What should our team review before publishing a synthetic model headshot?

Review the same things you would inspect in any commerce asset, but do it with model-library discipline. Check that the face matches the approved saved identity, the expression fits the brand context, the crop suits the destination, and any downstream apparel extension preserves garment fidelity. Then confirm the file carries the expected provenance and labelling cues, because trust is part of quality control, not a separate legal afterthought.

With RAWSHOT, that means verifying the saved model reference, the selected style and framing, and the presence of C2PA and watermarking signals in your delivery workflow. Teams should also validate rights handling and keep the signed audit trail attached to the asset during handoff. A publish checklist built around identity consistency and provenance keeps headshots usable at scale instead of becoming isolated creative experiments.

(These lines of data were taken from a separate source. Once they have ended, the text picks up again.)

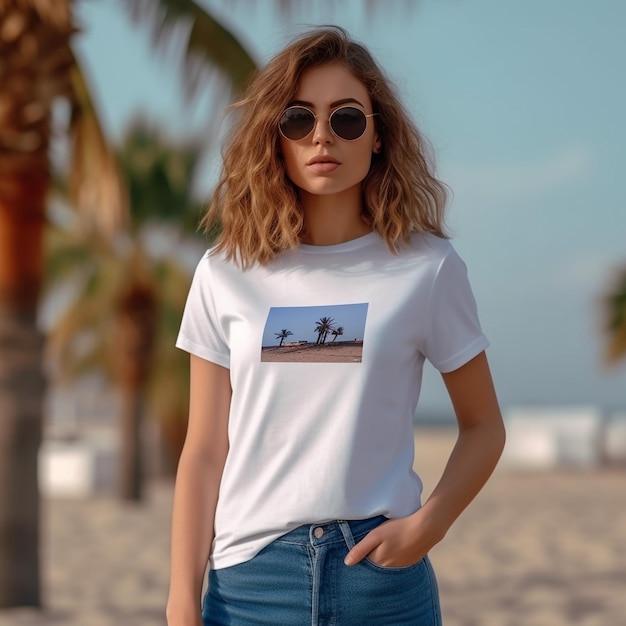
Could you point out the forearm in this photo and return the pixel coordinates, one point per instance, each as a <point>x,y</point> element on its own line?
<point>195,499</point>
<point>471,462</point>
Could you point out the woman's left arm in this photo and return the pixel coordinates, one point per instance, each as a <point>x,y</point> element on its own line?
<point>479,445</point>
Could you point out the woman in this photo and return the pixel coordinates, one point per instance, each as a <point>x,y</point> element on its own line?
<point>296,479</point>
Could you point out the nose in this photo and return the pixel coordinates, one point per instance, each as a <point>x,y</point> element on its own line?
<point>322,133</point>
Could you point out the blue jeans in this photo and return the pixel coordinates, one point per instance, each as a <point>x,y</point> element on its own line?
<point>300,580</point>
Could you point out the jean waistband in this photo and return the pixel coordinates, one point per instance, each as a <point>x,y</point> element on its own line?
<point>330,532</point>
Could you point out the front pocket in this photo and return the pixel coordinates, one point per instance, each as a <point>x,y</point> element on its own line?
<point>400,569</point>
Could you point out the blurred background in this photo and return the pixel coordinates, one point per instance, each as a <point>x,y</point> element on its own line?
<point>111,120</point>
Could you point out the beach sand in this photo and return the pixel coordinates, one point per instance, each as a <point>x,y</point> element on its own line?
<point>534,549</point>
<point>332,352</point>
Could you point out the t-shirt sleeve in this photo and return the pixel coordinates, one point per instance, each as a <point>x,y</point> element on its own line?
<point>453,333</point>
<point>200,331</point>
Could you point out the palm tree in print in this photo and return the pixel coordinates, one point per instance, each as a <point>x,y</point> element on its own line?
<point>282,335</point>
<point>337,332</point>
<point>323,327</point>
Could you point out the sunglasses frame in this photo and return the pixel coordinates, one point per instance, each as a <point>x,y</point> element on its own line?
<point>330,125</point>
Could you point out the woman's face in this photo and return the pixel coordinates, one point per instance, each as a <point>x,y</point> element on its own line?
<point>322,163</point>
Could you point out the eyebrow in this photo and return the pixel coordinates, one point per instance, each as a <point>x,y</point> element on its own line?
<point>332,104</point>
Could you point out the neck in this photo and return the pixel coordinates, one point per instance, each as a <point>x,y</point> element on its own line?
<point>333,219</point>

How much does a model library cost to build in RAWSHOT?

Model generation is about ~$0.99 per generation and usually takes around 50–60 seconds. That pricing works well for headshot-led workflows because you are not rebuilding the same person endlessly; you create and approve the model once, then reuse it across later outputs. Tokens never expire, failed generations refund their tokens, and cancellation is one click, which makes testing and budgeting much easier for smaller operators as well as larger catalog teams.

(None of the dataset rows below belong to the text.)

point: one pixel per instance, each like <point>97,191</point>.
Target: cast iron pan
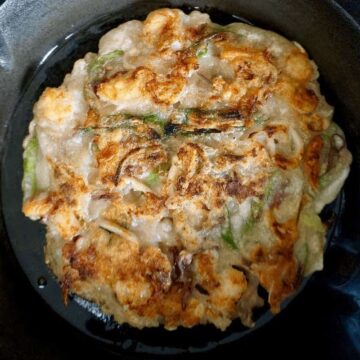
<point>325,30</point>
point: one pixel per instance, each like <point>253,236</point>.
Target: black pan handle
<point>5,54</point>
<point>342,265</point>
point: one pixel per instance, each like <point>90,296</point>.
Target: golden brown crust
<point>176,168</point>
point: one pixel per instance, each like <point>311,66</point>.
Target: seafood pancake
<point>181,168</point>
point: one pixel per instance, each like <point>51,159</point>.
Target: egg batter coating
<point>182,167</point>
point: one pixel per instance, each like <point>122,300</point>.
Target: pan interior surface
<point>27,238</point>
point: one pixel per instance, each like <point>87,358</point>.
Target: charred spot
<point>69,249</point>
<point>180,182</point>
<point>194,188</point>
<point>76,238</point>
<point>234,157</point>
<point>239,268</point>
<point>251,135</point>
<point>201,290</point>
<point>204,207</point>
<point>232,187</point>
<point>83,262</point>
<point>231,114</point>
<point>282,162</point>
<point>196,32</point>
<point>104,196</point>
<point>271,130</point>
<point>171,129</point>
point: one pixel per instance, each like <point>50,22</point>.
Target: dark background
<point>324,322</point>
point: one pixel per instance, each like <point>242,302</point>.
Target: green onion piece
<point>152,179</point>
<point>227,233</point>
<point>303,254</point>
<point>154,119</point>
<point>29,168</point>
<point>96,69</point>
<point>201,52</point>
<point>260,118</point>
<point>255,212</point>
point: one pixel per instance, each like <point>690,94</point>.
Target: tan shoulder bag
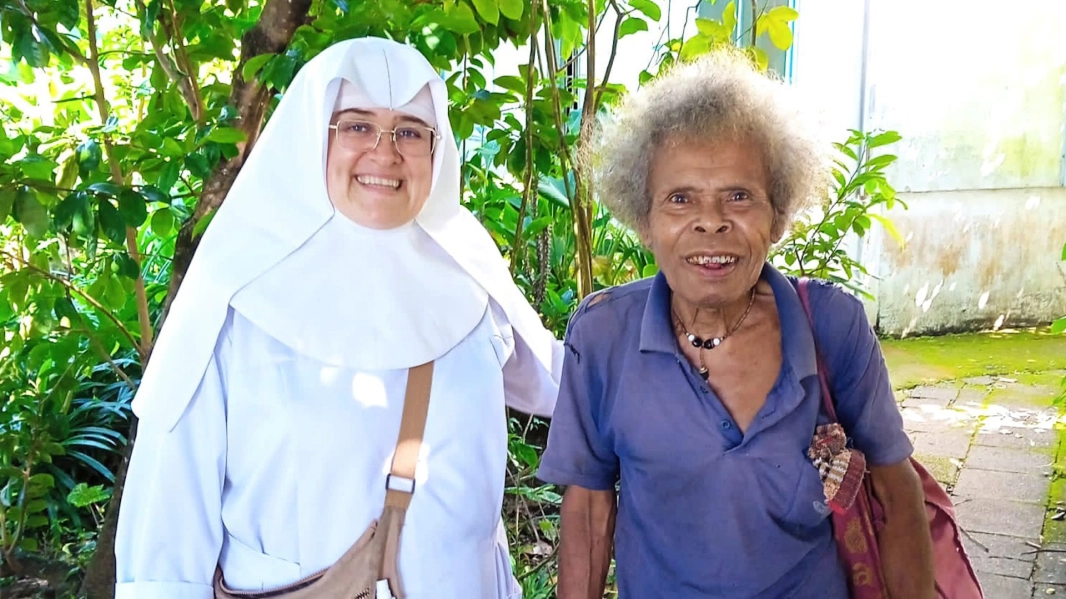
<point>368,570</point>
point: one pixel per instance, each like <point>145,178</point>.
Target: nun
<point>270,416</point>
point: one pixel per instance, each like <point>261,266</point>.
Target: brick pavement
<point>994,443</point>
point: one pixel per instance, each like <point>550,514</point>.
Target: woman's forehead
<point>378,115</point>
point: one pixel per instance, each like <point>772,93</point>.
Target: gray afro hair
<point>721,96</point>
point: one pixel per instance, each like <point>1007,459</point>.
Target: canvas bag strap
<point>400,483</point>
<point>830,410</point>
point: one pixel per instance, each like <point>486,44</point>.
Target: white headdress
<point>277,245</point>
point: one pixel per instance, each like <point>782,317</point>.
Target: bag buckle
<point>396,483</point>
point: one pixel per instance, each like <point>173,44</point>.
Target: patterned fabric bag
<point>857,516</point>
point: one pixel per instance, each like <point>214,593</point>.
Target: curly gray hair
<point>720,96</point>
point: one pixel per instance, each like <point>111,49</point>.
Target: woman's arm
<point>586,538</point>
<point>170,527</point>
<point>906,548</point>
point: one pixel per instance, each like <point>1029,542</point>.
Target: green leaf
<point>6,201</point>
<point>226,135</point>
<point>784,14</point>
<point>43,480</point>
<point>133,208</point>
<point>36,166</point>
<point>30,212</point>
<point>881,161</point>
<point>162,222</point>
<point>127,266</point>
<point>729,16</point>
<point>696,46</point>
<point>82,495</point>
<point>64,211</point>
<point>114,293</point>
<point>155,194</point>
<point>648,7</point>
<point>461,19</point>
<point>172,148</point>
<point>512,9</point>
<point>255,64</point>
<point>780,34</point>
<point>630,26</point>
<point>488,11</point>
<point>89,157</point>
<point>111,221</point>
<point>884,139</point>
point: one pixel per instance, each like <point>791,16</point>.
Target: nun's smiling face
<point>383,185</point>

The practical takeaway is to treat model creation as a reusable asset cost, not as a one-time disposable experiment. Once the identity is saved to your library, it supports broader still and video production without reopening the face-selection process every time. That makes forecasting straightforward and keeps headshot work tied to long-term brand consistency instead of short-term trial and error.

Can we connect saved model headshots to our Shopify-scale or PLM-driven pipeline?

Yes. RAWSHOT supports a browser GUI for single-shoot work and a REST API for catalog-scale operations, so the same saved model logic can move from creative setup into production systems. That matters for Shopify-scale stores, marketplace operators, and PLM-connected teams because identity consistency needs to survive beyond the design review stage. If the approved face only exists inside one designer's browser session, the workflow breaks as soon as volume arrives.

With RAWSHOT, the saved model becomes a reusable production asset your systems can call repeatedly. Teams can standardise identities, route outputs into existing review steps, and keep a signed audit trail attached to each image. The result is a workflow that behaves like infrastructure rather than a one-off tool demo.

How do creative, ecommerce, and ops teams share one AI Model Headshot Generator without losing control?

They share it by agreeing on a model library first, then letting each team work from the same approved identities. Creative can define the face system, ecommerce can apply it across PDP and collection needs, and operations can automate scale through the API without changing the underlying person. That division of labour is far more stable than passing text recipes between departments and hoping each person gets a matching result.

RAWSHOT supports that shared workflow with no per-seat gates for core features, transparent token economics, one-click cancellation, and a consistent interface across browser and API use. Because each output also carries provenance and audit signals, teams can move faster without losing governance. The practical model is simple: approve once, reuse everywhere, and keep every asset attached to the same honest record.